Detection coverage in DCV across AWS, Azure and GCP for Network Sniffing, plus the corresponding Sigma rules in the CloudSigma library. Source data refreshed 2026-04-24.
Adversaries may passively sniff network traffic to capture information about an environment, including authentication material passed over the network. Network sniffing refers to using the network interface on a system to monitor or capture information sent over a wired or wireless connection. An adversary may place a network interface into promiscuous mode to passively access data in transit over the network, or use span ports to capture a larger amount of data.
Data captured via this technique may include user credentials, especially those sent over an insecure, unencrypted protocol. Techniques for name service resolution poisoning, such as LLMNR/NBT-NS Poisoning and SMB Relay, can also be used to capture credentials to websites, proxies, and internal systems by redirecting traffic to an adversary.
Network sniffing may reveal configuration details, such as running services, version numbers, and other network characteristics (e.g. IP addresses, hostnames, VLAN IDs) necessary for subsequent Lateral Movement and/or Defense Evasion activities. Adversaries may likely also utilize network sniffing during Adversary-in-the-Middle (AiTM) to passively gain additional knowledge about the environment.
In cloud-based environments, adversaries may still be able to use traffic mirroring services to sniff network traffic from virtual machines. For example, AWS Traffic Mirroring, GCP Packet Mirroring, and Azure vTap allow users to define specified instances to collect traffic from and specified targets to send collected traffic to. Often, much of this traffic will be in cleartext due to the use of TLS termination at the load balancer level to reduce the strain of encrypting and decrypting traffic. The adversary can then use exfiltration techniques such as Transfer Data to Cloud Account in order to access the sniffed traffic.

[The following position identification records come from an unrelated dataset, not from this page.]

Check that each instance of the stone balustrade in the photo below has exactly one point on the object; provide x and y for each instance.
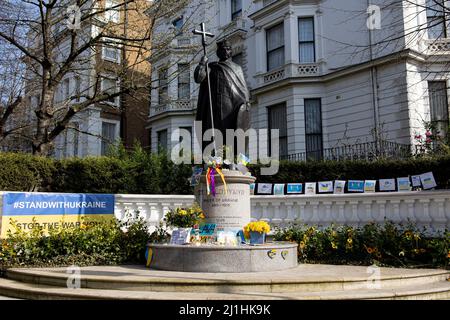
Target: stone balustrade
(430, 209)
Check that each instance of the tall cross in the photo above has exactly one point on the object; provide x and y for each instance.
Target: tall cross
(205, 34)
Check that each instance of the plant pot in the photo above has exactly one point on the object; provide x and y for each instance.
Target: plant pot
(257, 237)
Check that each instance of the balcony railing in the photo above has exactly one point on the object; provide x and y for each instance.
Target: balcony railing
(368, 151)
(289, 71)
(438, 46)
(173, 106)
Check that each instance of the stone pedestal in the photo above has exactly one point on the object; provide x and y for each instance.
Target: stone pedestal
(274, 256)
(230, 211)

On network devices, adversaries may perform network captures using Network Device CLI commands such as `monitor capture`.
Platforms: Linux, macOS, Windows, Network Devices, IaaS.
DCV maps 60 detections across 3 cloud providers to T1040. Coverage by source:
| Source | Cloud | Findings mapped | Avg confidence |
|---|---|---|---|
| AWS Config Rules | AWS | 24 | 0.64 |
| AWS Security Hub | AWS | 15 | 0.79 |
| Microsoft Defender for Cloud | Azure | 9 | 0.94 |
| Azure Policy | Azure | 7 | 0.92 |
| GCP Security Command Center | GCP | 3 | 0.78 |
| Azure Regulatory Compliance | Azure | 2 | 0.95 |
CloudSigma ships 3 production-ready Sigma rules that detect T1040 across 3 platforms. Every rule below is validated against its source SIEM dialect before publication.
This rule is currently experimental. CloudSigma generated it from upstream threat intelligence; before enabling in production, tune the falsepositives section in your SIEM against your environment's known automation, service accounts and IP allowlist.
title: AWS Network Traffic Mirroring for Credential Capture
id: f64f00e5-2fb7-4bab-94ba-5b09fc7fff33
status: experimental
description: >
Detects the creation of VPC Traffic Mirror targets, filters, or sessions in AWS.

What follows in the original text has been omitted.